Inspiration
We were inspired by a powerful idea: what if the brain could act as an early-warning system for illness — even before any symptoms appear? People often say, “I felt something was wrong,” long before getting a diagnosis. With emerging neuroscience research showing subtle brainwave changes before clinical symptoms, we saw an opportunity. That’s how NeuroAlert was born — a tool that listens to your brainwaves using AI and EEG signals to detect possible early health risks.
What it does
NeuroAlert analyzes simulated real-time EEG data and classifies the user's cognitive state into three categories:
- 🟢 Normal
- 🟡 Mild Cognitive Disturbance
- 🔴 Alert (Requires User Attention) Each prediction includes a confidence score and a simple, human-readable explanation. The goal is to help users become proactive about their health using the intelligence already within their brains.
How we built it
- Frontend: Built with Next.js and TailwindCSS, with multilingual support via i18next for Arabic and English.
- Backend: Developed with FastAPI (Python) serving RESTful endpoints.
- Database: MongoDB for storing user sessions and predictions.
- AI Model: CNN built with TensorFlow/Keras, trained on open EEG datasets from Kaggle.
- Visualization: Live EEG-style waveform using Chart.js.
- Simulation: Custom Python-based EEG signal generator to mimic real-world input patterns.
Challenges we ran into
- Finding EEG datasets with clinical labeling was difficult. Most available datasets were emotion- or task-based, not diagnostic.
- EEG signals are inherently noisy and user-specific, which made training robust models a challenge.
- Designing a responsive bilingual UI with RTL Arabic support required custom layout logic.
- Balancing functionality with responsibility: We were careful not to trigger health anxiety or overstate the tool’s predictions.
- Keeping the AI model modular and ready for future integration with real EEG hardware like Muse or OpenBCI.
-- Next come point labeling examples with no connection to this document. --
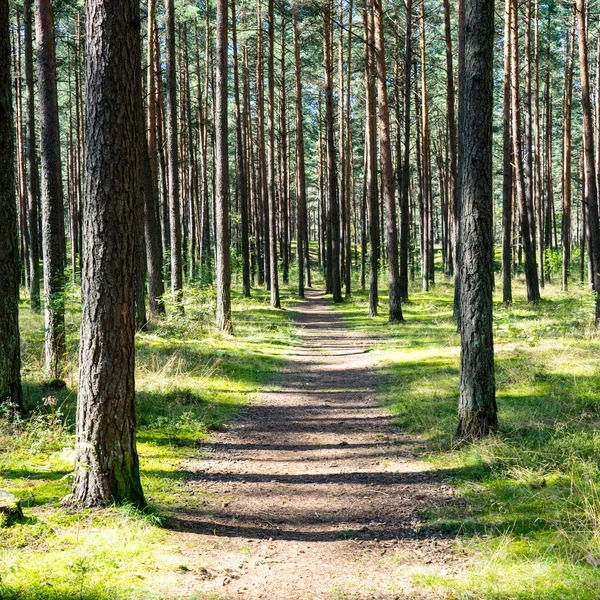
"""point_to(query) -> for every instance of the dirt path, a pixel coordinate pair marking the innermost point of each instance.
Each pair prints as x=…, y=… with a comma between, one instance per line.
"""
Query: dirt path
x=312, y=494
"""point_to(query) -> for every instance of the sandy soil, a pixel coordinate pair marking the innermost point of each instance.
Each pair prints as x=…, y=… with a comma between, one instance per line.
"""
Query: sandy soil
x=312, y=494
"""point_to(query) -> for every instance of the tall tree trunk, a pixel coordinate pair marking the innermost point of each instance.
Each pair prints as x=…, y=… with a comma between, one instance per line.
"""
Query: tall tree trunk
x=450, y=109
x=387, y=168
x=10, y=356
x=53, y=225
x=590, y=197
x=107, y=465
x=173, y=169
x=333, y=204
x=300, y=167
x=477, y=412
x=242, y=184
x=261, y=151
x=405, y=190
x=272, y=203
x=348, y=163
x=222, y=174
x=566, y=162
x=533, y=290
x=507, y=179
x=33, y=182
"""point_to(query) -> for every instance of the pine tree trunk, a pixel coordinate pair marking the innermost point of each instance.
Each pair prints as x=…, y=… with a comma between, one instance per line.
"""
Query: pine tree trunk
x=566, y=159
x=172, y=157
x=10, y=357
x=590, y=197
x=405, y=190
x=222, y=174
x=477, y=413
x=300, y=168
x=333, y=224
x=387, y=167
x=53, y=225
x=33, y=187
x=507, y=180
x=533, y=290
x=107, y=465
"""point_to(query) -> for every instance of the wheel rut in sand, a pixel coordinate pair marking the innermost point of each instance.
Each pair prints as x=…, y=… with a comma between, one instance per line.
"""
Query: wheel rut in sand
x=312, y=493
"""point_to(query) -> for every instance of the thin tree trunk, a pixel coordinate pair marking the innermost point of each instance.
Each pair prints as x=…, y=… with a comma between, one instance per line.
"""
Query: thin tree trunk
x=566, y=162
x=223, y=269
x=371, y=141
x=242, y=184
x=300, y=168
x=33, y=187
x=333, y=204
x=507, y=181
x=10, y=356
x=590, y=197
x=53, y=225
x=387, y=168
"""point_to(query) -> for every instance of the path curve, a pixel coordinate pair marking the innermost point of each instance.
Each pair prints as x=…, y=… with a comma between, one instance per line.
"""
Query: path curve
x=312, y=493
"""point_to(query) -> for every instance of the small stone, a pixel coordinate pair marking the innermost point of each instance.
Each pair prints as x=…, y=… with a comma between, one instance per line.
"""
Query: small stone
x=10, y=506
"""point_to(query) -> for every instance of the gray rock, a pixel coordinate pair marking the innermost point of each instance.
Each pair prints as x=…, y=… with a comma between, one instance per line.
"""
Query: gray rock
x=10, y=508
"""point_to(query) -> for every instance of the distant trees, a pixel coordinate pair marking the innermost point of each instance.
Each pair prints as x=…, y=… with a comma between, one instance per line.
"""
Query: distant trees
x=10, y=354
x=222, y=174
x=53, y=225
x=107, y=465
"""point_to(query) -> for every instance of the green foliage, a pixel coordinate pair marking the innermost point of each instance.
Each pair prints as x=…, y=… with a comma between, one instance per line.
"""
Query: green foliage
x=526, y=500
x=190, y=380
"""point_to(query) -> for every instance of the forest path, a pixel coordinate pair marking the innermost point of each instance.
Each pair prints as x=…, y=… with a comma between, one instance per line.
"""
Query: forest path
x=312, y=493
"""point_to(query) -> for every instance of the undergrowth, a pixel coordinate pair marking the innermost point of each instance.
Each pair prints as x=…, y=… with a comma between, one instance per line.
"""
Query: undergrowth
x=527, y=507
x=190, y=380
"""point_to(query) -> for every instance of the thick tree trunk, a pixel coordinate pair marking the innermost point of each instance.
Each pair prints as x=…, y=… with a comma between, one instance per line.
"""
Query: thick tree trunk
x=10, y=357
x=222, y=174
x=53, y=225
x=477, y=413
x=107, y=465
x=173, y=169
x=387, y=168
x=33, y=182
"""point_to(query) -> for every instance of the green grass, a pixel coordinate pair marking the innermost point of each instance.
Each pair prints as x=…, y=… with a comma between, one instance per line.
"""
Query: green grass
x=527, y=511
x=190, y=380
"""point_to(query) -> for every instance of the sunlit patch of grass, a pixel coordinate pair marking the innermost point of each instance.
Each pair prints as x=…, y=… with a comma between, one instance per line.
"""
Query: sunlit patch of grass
x=528, y=498
x=190, y=380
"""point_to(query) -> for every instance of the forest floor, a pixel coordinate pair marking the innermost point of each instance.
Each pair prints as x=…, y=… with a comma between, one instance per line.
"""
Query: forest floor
x=311, y=455
x=314, y=493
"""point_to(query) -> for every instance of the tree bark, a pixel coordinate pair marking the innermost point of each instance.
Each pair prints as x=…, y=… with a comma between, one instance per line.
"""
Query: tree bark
x=53, y=226
x=33, y=182
x=507, y=179
x=300, y=162
x=173, y=169
x=222, y=174
x=10, y=357
x=107, y=465
x=387, y=168
x=477, y=412
x=590, y=197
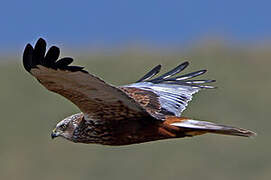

Accomplishments that we're proud of
- Developed a fully functional full-stack simulation of an EEG analysis system.
- Trained a deep learning model that can classify brainwave states with high confidence.
- Created a bilingual, accessible interface that supports both Arabic and English.
- Successfully visualized real-time EEG signal simulation with responsive updates.
- Maintained a strong focus on ethical AI design throughout the process.
What we learned
- EEG data is fascinating but complex — understanding the brain requires both data science and neuroscience literacy.
- Ethical design matters in health-related systems, especially when providing predictions that users may act upon.
- Supporting multilingual, RTL-friendly user interfaces added great value but required special handling and testing.
- Training temporal models (CNN/LSTM) on non-standardized datasets requires creative preprocessing and augmentation techniques.
What's next for NeuroAlert
- Hardware Integration: Connect with real EEG devices such as Muse or OpenBCI for live brainwave input.
- Health Timeline: Allow users to track their cognitive state over time and detect trends.
- Medical Collaboration: Partner with neuroscientists and doctors to better label and validate brainwave patterns.
- Expanded AI Capabilities: Extend detection to conditions like sleep apnea, early dementia, or attention disorders.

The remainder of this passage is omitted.